I have large 1D arrays a and b, and an array of pointers I that separates them into subarrays. My a and b barely fit into RAM and are of different dtypes (one contains UInt32s, the other Rational{Int64}s), so I don’t want to join them into a 2D array, to avoid changing dtypes.
For each i in I[2:end], I wish to sort the subarray a[I[i-1],I[i]-1] and apply the same permutation to the corresponding subarray b[I[i-1],I[i]-1]. My attempt at this is:
function sort!(a,b)
p=sortperm(a);
a[:], b[:] = a[p], b[p]
end
Threads.@threads for i in I[2:end]
sort!( a[I[i-1], I[i]-1], b[I[i-1], I[i]-1] )
end
However, already on a small example, I see that sort! does not alter the view of a subarray:
a, b = rand(1:10,10), rand(-1000:1000,10) .//1
sort!(a,b); println(a,"\n",b) # works like it should
a, b = rand(1:10,10), rand(-1000:1000,10) .//1
sort!(a[1:5],b[1:5]); println(a,"\n",b) # does nothing!!!
Any help on how to create such function sort! (as efficient as possible) are welcome.
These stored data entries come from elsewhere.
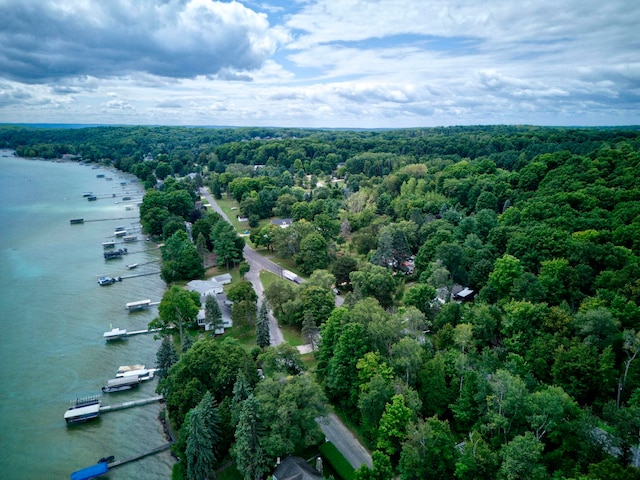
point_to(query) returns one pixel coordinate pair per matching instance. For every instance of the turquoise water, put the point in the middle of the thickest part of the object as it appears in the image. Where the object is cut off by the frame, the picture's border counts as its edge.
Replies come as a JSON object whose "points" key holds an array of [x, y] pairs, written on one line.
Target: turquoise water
{"points": [[53, 314]]}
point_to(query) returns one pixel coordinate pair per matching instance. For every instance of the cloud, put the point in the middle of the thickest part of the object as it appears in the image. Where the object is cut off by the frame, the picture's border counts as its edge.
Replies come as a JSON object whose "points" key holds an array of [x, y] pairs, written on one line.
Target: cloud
{"points": [[43, 41]]}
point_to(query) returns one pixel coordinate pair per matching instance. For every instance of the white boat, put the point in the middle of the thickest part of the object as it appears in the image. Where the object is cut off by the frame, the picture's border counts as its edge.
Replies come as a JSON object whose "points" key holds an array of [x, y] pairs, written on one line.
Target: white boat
{"points": [[82, 411], [121, 383], [139, 305], [115, 334], [128, 368], [142, 373]]}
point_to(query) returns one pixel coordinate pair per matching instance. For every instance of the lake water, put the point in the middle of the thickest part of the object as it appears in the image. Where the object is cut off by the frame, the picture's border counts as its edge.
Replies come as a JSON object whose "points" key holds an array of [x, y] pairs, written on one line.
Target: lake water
{"points": [[53, 314]]}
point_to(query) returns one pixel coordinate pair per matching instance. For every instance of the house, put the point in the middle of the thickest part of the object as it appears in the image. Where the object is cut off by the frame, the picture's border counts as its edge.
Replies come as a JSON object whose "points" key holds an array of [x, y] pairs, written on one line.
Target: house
{"points": [[282, 222], [223, 279], [295, 468], [464, 295]]}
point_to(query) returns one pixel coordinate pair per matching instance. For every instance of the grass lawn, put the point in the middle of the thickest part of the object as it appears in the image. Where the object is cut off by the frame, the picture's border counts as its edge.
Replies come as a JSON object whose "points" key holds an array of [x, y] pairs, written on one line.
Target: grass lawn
{"points": [[340, 464]]}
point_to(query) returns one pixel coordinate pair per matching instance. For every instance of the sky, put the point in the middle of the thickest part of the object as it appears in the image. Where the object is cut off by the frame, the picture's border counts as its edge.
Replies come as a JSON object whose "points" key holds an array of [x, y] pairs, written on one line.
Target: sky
{"points": [[320, 63]]}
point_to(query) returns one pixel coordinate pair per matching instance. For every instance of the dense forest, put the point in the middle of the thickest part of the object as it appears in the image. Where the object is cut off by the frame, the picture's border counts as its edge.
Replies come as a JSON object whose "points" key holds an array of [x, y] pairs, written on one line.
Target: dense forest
{"points": [[491, 278]]}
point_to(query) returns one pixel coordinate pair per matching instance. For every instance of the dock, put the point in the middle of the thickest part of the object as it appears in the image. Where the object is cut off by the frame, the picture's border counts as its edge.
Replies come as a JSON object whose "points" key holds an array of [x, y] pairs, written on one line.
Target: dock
{"points": [[132, 403], [139, 305], [162, 448], [140, 332], [103, 467]]}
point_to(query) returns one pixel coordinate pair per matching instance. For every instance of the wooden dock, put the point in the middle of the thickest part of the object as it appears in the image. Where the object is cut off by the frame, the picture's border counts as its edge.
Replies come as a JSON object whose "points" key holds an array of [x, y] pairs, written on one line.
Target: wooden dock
{"points": [[117, 463], [139, 275], [140, 332], [133, 403]]}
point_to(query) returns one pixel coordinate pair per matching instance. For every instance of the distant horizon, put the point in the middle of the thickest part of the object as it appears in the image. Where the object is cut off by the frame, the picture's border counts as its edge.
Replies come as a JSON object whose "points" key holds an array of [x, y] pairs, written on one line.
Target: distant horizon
{"points": [[320, 64], [95, 125]]}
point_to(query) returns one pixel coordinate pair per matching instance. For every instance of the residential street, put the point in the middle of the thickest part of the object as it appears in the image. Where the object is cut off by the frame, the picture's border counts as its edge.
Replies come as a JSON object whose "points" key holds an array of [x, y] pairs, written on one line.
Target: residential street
{"points": [[257, 262], [335, 431]]}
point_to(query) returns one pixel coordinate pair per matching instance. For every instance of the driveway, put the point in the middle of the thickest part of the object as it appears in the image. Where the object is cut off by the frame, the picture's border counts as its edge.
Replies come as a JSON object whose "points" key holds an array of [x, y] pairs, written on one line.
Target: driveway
{"points": [[336, 432]]}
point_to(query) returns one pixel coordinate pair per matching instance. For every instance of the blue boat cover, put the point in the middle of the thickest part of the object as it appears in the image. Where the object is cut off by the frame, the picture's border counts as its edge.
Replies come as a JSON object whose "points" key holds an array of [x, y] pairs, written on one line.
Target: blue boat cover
{"points": [[90, 472]]}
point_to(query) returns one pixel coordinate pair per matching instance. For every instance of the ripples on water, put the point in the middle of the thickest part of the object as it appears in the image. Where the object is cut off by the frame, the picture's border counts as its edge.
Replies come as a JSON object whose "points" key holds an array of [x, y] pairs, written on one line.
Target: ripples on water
{"points": [[53, 315]]}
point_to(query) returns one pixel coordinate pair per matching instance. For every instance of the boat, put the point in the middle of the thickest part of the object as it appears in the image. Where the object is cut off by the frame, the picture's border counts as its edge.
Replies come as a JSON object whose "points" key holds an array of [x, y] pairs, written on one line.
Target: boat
{"points": [[139, 305], [115, 334], [115, 253], [128, 368], [93, 471], [82, 410], [142, 373], [120, 384]]}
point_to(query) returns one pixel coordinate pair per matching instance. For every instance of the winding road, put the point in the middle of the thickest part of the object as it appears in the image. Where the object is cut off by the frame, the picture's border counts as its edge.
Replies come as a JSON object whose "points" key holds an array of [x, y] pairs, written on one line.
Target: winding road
{"points": [[334, 430]]}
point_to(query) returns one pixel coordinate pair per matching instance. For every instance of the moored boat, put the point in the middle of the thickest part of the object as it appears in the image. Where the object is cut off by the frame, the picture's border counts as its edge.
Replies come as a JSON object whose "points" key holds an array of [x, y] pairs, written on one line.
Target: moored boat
{"points": [[115, 254], [120, 384], [115, 334], [83, 410]]}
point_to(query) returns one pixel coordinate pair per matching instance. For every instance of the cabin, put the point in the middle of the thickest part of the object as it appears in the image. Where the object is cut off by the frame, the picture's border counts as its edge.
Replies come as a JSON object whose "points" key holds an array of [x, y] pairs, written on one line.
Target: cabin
{"points": [[282, 222], [295, 468]]}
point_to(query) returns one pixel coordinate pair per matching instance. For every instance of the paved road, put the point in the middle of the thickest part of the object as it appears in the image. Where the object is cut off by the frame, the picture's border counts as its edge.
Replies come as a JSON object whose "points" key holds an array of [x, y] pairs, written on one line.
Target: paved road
{"points": [[336, 432], [257, 262], [333, 429]]}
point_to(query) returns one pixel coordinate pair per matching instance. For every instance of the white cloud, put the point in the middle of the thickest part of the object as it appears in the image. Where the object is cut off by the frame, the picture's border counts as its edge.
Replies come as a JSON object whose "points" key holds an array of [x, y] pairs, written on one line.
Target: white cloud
{"points": [[348, 63]]}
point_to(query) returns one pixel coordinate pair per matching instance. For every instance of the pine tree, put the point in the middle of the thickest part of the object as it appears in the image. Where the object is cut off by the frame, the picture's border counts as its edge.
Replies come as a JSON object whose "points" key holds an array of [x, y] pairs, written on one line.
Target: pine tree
{"points": [[262, 326], [212, 313], [248, 451], [166, 356]]}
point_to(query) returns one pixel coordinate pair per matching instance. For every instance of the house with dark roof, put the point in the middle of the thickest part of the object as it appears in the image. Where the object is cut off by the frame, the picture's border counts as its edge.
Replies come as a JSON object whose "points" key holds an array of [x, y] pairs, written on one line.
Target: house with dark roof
{"points": [[282, 222], [295, 468]]}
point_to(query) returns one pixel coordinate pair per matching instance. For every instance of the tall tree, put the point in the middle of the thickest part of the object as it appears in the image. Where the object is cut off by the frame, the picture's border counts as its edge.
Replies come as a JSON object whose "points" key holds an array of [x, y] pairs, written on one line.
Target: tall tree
{"points": [[248, 451], [393, 426], [428, 451], [165, 357], [178, 308], [180, 259], [522, 459], [262, 326], [212, 312]]}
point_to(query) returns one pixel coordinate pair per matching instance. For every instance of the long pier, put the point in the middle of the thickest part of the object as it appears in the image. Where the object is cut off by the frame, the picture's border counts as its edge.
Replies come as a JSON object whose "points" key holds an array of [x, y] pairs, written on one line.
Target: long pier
{"points": [[139, 275], [117, 463], [132, 403], [140, 332]]}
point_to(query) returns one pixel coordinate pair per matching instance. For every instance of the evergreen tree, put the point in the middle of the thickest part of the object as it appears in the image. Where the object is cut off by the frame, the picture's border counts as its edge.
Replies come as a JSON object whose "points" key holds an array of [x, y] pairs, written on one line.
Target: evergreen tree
{"points": [[212, 313], [248, 452], [166, 356], [262, 326], [199, 451]]}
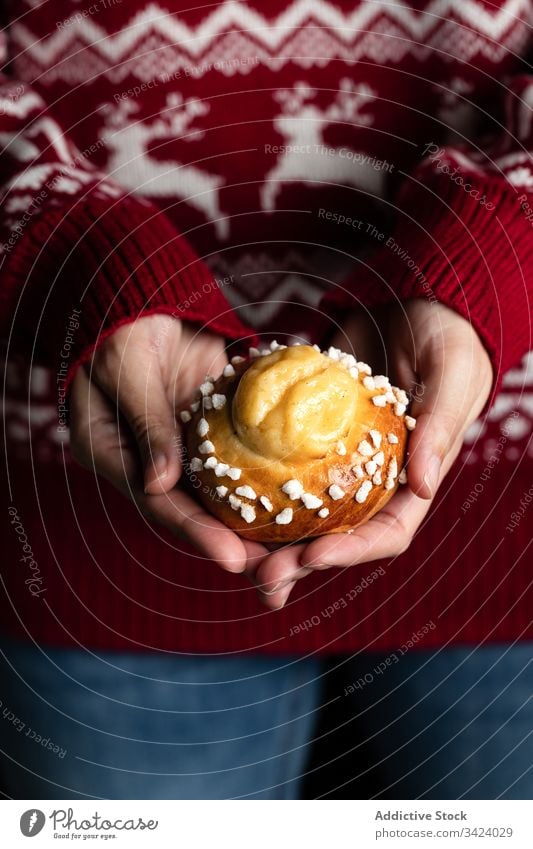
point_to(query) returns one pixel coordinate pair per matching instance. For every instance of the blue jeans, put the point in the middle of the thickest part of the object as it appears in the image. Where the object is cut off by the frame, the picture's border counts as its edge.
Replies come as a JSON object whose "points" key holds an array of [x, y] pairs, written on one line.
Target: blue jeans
{"points": [[111, 725], [447, 724], [450, 724]]}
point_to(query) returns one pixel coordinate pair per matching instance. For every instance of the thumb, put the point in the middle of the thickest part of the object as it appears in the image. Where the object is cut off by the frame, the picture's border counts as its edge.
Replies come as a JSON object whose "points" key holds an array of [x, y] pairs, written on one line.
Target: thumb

Background: I am dealing with data coming from sparse arrays:
using SparseArrays
n=10^6; x=sprand(n,n,1000/n); #random matrix with 1000 entries per column on average
x = SparseMatrixCSC(n,n,x.colptr,x.rowval,rand(-99:99,nnz(x)).//1); #chnging entries to rationals
U = randperm(n) #permutation of rows of matrix x
a, b, I = U[x.rowval], x.nzval, x.colptr;
Thus these a,b,I serve as good examples to my posted problem. What I am trying to do is sort the row indices (and corresponding matrix values) of entries in each column.
Note: I already asked this question on Julia discourse here, but received no replies nor comments. If I can improve on the quality of the question, don't hesitate to tell me.
CodePudding user response:
The problem is that a[1:5] is not a view, it's just a copy. instead make the view like
function sort!(a,b)
p=sortperm(a);
a[:], b[:] = a[p], b[p]
end
Threads.@threads for i in I[2:end]
sort!(view(a, I[i-1]:I[i]-1), view(b, I[i-1]:I[i]-1))
end
is what you are looking for
ps.
the @view a[2:3], @view(a[2:3]) or the @views macro can help making thins more readable.
CodePudding user response:
First of all, you shouldn't redefine Base.sort! like this. Now, sort! will shadow Base.sort! and you'll get errors if you call sort!(a).
Also, a[I[i-1], I[i]-1] and b[I[i-1], I[i]-1] are not slices, they are just single elements, so nothing should happen if you sort them either with views or not. And sorting arrays in a moving-window way like this is not correct.
What you want to do here, since your vectors are huge, is call p = partialsortperm(a[i:end], i:i block_size-1) repeatedly in a loop, choosing a block_size that fits into memory, and modify both a and b according to p, then continue to the remaining part of a and find next p and repeat until nothing remains in a to be sorted. I'll leave the implementation as an exercise for you, but you can come back if you get stuck on something.